31 October, 2017

How Climate Change Fueled The Far-Right’s Rise And Why We Need To Stop Both

The notion of changing climates influencing politics in nations that have barely felt the effects of it and have the advanced technology and basic infrastructure to weather its worst effects may seem absurd at first glance. In every discussion of rising global temperatures, we’re talking about diseases and food shortages in the developing world, or political unrest in fragile and failing states while wealthy nations adapt and overcome, and isn’t that what has been happening? Yes, it has. All those assumptions are right. But because those assumptions are correct, the West is being indirectly, but very deeply affected by the effects of all this turmoil, and things are bound to get worse unless we do something serious about climate change.

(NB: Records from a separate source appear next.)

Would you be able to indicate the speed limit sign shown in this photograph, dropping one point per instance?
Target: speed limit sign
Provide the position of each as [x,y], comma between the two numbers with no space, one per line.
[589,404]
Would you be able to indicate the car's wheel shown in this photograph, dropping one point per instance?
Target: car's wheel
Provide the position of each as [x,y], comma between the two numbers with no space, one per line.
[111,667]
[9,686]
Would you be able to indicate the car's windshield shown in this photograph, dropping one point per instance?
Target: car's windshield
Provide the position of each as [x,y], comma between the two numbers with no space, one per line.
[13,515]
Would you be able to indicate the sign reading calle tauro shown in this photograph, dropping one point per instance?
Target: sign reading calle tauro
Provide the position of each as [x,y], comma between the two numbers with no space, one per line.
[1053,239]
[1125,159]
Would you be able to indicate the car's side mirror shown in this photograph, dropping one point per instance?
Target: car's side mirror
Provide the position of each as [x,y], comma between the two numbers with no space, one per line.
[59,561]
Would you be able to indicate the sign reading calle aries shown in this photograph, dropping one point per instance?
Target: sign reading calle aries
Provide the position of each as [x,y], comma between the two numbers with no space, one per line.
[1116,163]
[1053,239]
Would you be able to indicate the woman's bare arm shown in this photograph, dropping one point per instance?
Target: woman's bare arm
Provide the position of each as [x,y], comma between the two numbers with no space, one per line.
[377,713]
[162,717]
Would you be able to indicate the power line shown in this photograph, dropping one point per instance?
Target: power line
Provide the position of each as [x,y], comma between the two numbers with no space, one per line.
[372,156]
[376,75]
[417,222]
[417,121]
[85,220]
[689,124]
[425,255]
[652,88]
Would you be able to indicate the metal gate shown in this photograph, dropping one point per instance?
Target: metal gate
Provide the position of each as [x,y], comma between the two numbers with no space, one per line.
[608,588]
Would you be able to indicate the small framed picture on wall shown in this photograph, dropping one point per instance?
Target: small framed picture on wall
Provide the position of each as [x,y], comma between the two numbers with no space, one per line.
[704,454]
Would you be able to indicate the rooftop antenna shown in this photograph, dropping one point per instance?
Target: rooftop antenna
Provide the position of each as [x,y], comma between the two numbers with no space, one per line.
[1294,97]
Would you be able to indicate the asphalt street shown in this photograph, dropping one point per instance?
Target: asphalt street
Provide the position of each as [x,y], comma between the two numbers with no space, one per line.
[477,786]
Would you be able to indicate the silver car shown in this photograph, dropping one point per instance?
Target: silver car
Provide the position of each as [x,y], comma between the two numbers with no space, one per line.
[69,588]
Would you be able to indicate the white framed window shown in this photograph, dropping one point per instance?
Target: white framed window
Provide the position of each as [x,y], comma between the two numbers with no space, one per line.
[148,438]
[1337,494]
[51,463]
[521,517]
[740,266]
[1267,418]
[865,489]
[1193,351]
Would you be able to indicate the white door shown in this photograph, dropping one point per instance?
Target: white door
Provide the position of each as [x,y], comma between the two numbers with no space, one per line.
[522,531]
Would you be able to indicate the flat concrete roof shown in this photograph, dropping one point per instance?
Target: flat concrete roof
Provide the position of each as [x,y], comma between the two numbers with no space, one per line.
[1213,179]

Newly arrived Somali refugees wait outside a UNHCR
processing center at the Ifo refugee camp outside
Dadaab, eastern Kenya, 100 kilometers (62 miles)
from the Somali border. Human-induced climate
 change contributed to low rain levels in East Africa in
2011, making global warming one of the causes of
Somalia’s famine and the tens of thousands of
deaths that followed, a new study has found. 
You see, borders are not supernatural boundaries that allow nations to live in a vacuum and pretend that what happens in another country will always stay there. A painful transition to a post-industrial knowledge economy marked by wild inequalities and disparity in opportunities taking place in the West has created a lot of toxic strain between rural and exurban communities and their urban counterparts in the developed world. It’s arguably the defining struggle of these societies right now. Tens of millions began to feel as if the world was leaving them behind and changing into something they didn’t understand or really want to learn much about because it was too new, too scary.